Walnut Grove High School is a public high school in Prosper, Texas, United States. It is the third oldest high school in Prosper ISD, after Prosper High School and Rock Hill High School.

== Athletics ==
Walnut Grove's athletic teams are known as the Wildcats. The school colors are navy blue and silver.

Walnut Grove won the 2025 UIL 5A D1 Boys' Soccer state title. The team beat San Antonio Southwest by a score of 3-2 in 2OT off a 97th-minute goal by a freshman. Walnut Grove once again won the Class 5A/D1 Boys Soccer State Championship in 2026, following a 2-0 victory over College Station.

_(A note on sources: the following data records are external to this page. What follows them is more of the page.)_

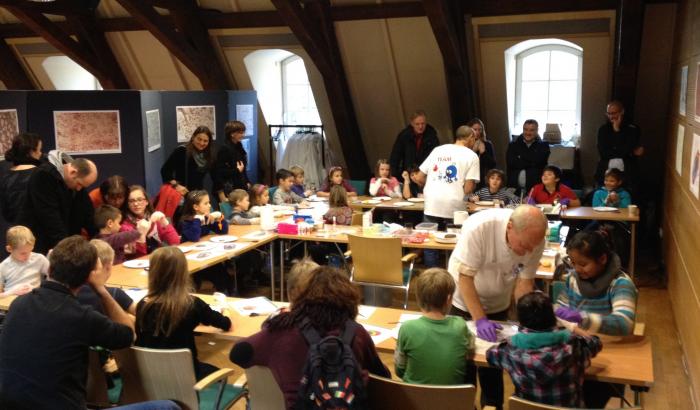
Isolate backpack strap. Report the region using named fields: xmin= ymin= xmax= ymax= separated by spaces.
xmin=299 ymin=318 xmax=321 ymax=347
xmin=342 ymin=319 xmax=360 ymax=348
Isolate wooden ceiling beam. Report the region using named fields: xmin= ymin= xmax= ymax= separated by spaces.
xmin=271 ymin=0 xmax=370 ymax=179
xmin=423 ymin=0 xmax=476 ymax=130
xmin=5 ymin=6 xmax=129 ymax=89
xmin=117 ymin=0 xmax=227 ymax=90
xmin=170 ymin=0 xmax=235 ymax=89
xmin=0 ymin=39 xmax=36 ymax=90
xmin=0 ymin=0 xmax=678 ymax=38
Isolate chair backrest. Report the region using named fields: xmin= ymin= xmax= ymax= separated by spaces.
xmin=350 ymin=212 xmax=362 ymax=226
xmin=348 ymin=235 xmax=403 ymax=286
xmin=114 ymin=346 xmax=199 ymax=410
xmin=367 ymin=374 xmax=476 ymax=410
xmin=245 ymin=366 xmax=287 ymax=410
xmin=348 ymin=179 xmax=367 ymax=195
xmin=508 ymin=396 xmax=641 ymax=410
xmin=219 ymin=202 xmax=233 ymax=221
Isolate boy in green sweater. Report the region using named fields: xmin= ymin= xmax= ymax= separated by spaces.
xmin=394 ymin=268 xmax=474 ymax=385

As of the 2024-25 school year, Walnut Grove High School is a part of 5A Division 2 District 4 in football. Other schools in this district are Anna High School, Denison High School, Frisco Emerson High School, Frisco Independence High School, Frisco Liberty High School, Frisco Memorial High School, Lucas Lovejoy High School, and Melissa High School. With the caliber of schools involved, some have referred to it as the "District of Doom".

In other sports, Walnut Grove is a part of 5A Region 2 District 9, along with Anna, Denison, Greenville, Lovejoy, McKinney North, Melissa, and Sherman.

Walnut Grove's first program wins in each sport were on the following dates:

- Baseball – February 29, 2024 (against McKinney Boyd, 6-2)
- Boys' basketball – November 10, 2023 (against Ponder, 68-52)
- Girls' basketball – November 3, 2023 (against Sherman, 37-35)
- Football – August 25, 2023 (against Malvern (AR) 57-54)
- Boys' soccer – January 5, 2024 (against Irving, 3-1)
- Girls' soccer – January 5, 2024 (against Paris, 9-0)
- Softball – February 13, 2024 (against Lovejoy, 8-2)
- Volleyball – August 8, 2023 (against Decatur, 3-1)

Walnut Grove opened as a UIL Class 5A school. As it opened in between realignment periods, the school played the 2023 football season without a district, having to play multiple private schools and out of state teams in order to create a schedule. This included Malvern High School in Arkansas and the Cathedral Fighting Irish from El Paso at a neutral site.